L’autonomie permet de percevoir des choix à l’intérieur de certaines limites. Il s’agit par exemple de la liberté dont vous disposez dans le cadre réglementaire qui régit votre pratique. La compétence donne envie de se fixer des objectifs, de relever des défis et d’influencer. L’affiliation correspond au besoin de se sentir en relation avec d’autres personnes. Lorsque ces besoins sont comblés, ils augmentent les conséquences positives et diminuent les aspects négatifs des éléments de la motivation.

Comment augmenter la motivation

Selon le chercheur, on peut augmenter la qualité de la motivation, pour ­soi-même et pour la clientèle. « ­Les individus sont naturellement motivés, mais certaines tâches procurent plus de plaisir. Quand vous les exécutez, vous ne voyez pas le temps passer. Vous atteignez votre pic de concentration. L’idéal est d’occuper un emploi qui augmente cette motivation, car elle est le meilleur prédicteur du ­bien-être. »

La première chose, donc, pour savoir si vous avez fait le bon choix de carrière est de vous demander si votre travail vous rend heureux. Cet indicateur peut être utilisé également pour repérer ce qui pousse les clients à réaliser certains projets, comme se lancer en affaires ou prendre leur retraite. Vous pouvez ainsi les interroger sur ce qui les passionne dans la vie.

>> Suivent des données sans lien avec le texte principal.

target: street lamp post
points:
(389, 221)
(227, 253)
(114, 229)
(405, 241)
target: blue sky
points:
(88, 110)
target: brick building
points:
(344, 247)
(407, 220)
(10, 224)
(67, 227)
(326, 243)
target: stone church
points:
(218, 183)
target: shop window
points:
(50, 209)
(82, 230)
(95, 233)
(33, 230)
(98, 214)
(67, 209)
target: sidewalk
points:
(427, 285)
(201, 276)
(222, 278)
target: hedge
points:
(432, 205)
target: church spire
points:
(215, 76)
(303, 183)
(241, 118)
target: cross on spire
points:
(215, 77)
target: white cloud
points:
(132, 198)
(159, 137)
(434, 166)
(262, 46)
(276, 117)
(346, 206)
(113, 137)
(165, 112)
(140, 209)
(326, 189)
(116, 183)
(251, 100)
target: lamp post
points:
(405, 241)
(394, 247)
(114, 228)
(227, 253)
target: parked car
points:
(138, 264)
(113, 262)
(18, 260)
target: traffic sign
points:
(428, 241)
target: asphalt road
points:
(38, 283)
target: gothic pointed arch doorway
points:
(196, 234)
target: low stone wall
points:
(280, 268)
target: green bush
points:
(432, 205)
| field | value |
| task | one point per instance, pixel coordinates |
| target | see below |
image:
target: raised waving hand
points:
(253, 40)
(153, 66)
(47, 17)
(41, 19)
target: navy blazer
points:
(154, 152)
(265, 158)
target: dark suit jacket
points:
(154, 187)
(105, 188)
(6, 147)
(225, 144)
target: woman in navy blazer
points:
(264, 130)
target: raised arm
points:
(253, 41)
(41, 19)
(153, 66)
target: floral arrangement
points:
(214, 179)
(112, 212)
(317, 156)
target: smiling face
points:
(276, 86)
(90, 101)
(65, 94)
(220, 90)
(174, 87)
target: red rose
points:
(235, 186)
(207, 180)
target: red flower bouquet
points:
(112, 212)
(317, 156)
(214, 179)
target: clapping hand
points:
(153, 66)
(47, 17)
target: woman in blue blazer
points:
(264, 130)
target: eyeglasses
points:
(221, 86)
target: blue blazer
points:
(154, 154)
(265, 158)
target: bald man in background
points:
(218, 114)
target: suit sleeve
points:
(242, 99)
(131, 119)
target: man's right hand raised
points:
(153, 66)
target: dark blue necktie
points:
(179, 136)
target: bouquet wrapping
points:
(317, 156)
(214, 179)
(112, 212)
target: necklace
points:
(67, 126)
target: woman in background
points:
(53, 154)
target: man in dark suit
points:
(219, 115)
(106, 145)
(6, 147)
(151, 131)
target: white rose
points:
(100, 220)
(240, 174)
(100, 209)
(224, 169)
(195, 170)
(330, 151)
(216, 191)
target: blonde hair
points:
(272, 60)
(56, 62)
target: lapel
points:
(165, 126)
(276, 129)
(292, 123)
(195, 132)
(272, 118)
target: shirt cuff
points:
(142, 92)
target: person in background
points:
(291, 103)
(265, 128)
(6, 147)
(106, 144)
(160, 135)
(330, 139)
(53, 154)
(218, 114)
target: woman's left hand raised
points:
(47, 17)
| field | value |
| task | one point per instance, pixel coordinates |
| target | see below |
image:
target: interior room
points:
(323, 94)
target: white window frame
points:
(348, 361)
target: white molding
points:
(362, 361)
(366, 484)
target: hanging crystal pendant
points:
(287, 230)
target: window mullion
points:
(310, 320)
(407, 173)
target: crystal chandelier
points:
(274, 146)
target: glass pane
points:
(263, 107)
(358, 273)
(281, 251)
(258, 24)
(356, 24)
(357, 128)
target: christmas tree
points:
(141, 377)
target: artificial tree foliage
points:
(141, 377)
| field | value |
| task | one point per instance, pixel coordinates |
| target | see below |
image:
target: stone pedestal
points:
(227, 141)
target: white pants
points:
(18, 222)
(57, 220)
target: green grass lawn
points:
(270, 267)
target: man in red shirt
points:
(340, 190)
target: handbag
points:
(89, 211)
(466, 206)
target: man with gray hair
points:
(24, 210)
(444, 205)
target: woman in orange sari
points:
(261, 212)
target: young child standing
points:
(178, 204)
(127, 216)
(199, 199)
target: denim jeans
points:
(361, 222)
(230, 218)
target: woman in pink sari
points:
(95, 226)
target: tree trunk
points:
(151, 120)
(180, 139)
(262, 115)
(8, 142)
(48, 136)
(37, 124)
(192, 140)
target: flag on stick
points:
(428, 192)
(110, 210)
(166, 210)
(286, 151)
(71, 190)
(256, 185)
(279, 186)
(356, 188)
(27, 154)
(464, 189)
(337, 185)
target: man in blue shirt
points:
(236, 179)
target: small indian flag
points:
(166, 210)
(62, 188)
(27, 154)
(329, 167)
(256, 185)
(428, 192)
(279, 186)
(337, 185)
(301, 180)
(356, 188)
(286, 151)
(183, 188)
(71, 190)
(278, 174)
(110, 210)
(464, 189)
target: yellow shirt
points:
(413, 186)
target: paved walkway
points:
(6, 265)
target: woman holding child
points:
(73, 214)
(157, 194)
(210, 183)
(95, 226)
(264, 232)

Après le plaisir, le deuxième ingrédient nécessaire pour trouver le bonheur au travail est le sens. « ­Le plaisir au travail assure le ­bien-être, mais il ne suffit pas à garantir la performance. Le travail doit avoir un sens pour la personne qui l’accomplit et concorder avec ses valeurs », indique ­Jacques ­Forest. Il s’agit par exemple de l’énergie qui amène à donner son sang ou à se brosser les dents tous les jours, illustre le psychologue. On se sent poussé à l’action par une force supérieure. Elle fait ressentir qu’on crée une différence dans la vie des gens. « ­Il s’agit d’une motivation puissante, car elle s’inscrit dans la durée. Elle fait que l’on poursuit ses efforts, même si la tâche arrête d’être agréable. Ce type de motivation, qui incite à effectuer certaines tâches par intérêt et non par obligation, a une influence positive sur le mental. »

Certaines formes de motivation peuvent entraîner des conséquences négatives, comme l’ego démesuré, l’orgueil mal placé et le souci extrême de la réputation. Ces moteurs peuvent d’un coté pousser à vouloir se dépasser et à développer un sentiment de fierté, ce qui est positif, mais ils peuvent aussi engendrer des comportements d’évitement nocifs. Par exemple, ils peuvent nous pousser à exécuter une tâche pour s’en débarrasser et non pas parce qu’elle nous intéresse. Ce type de motivation est de courte durée et engendre un coût émotionnel élevé. « C’est comme appuyer sur l’accélérateur tout en actionnant les freins », assure le spécialiste.

Jacques ­Forest met en garde contre les clients qui sont motivés uniquement par l’argent et dont l’objectif est de s’enrichir rapidement. « ­Plus on est animé par ce type de motivation, plus il y a des conséquences négatives telles que l’épuisement professionnel et le cynisme, qui débouchent sur une réduction de l’efficacité professionnelle », rapporte l’expert. Les personnes animées principalement par la réputation et l’argent n’ont pas la capacité de se déconnecter du travail. Le hamster tourne sans arrêt dans leur tête. Elles risquent d’avoir des comportements antisociaux de tricherie, de mensonge et de contournement des règles.

On associe souvent à tort certains types de motivation à des professions. Par exemple, les infirmières et les enseignants seraient animés par le désir d’aider les autres, tandis que les vendeurs seraient davantage motivés par l’argent. Il s’agit de préjugés, indique ­Jacques ­Forest. Les recherches ne permettent pas de trouver de différence dans la motivation selon le type de profession. « ­Peu importe la langue, la génération, la profession, si vous êtes principalement animé par les récompenses financières, il y aura des conséquences négatives pour vous et autour de vous. Vouloir gagner de l’argent n’est pas mal en soi, mais il faut s’assurer que l’argent soit un vecteur de plaisir et de sens.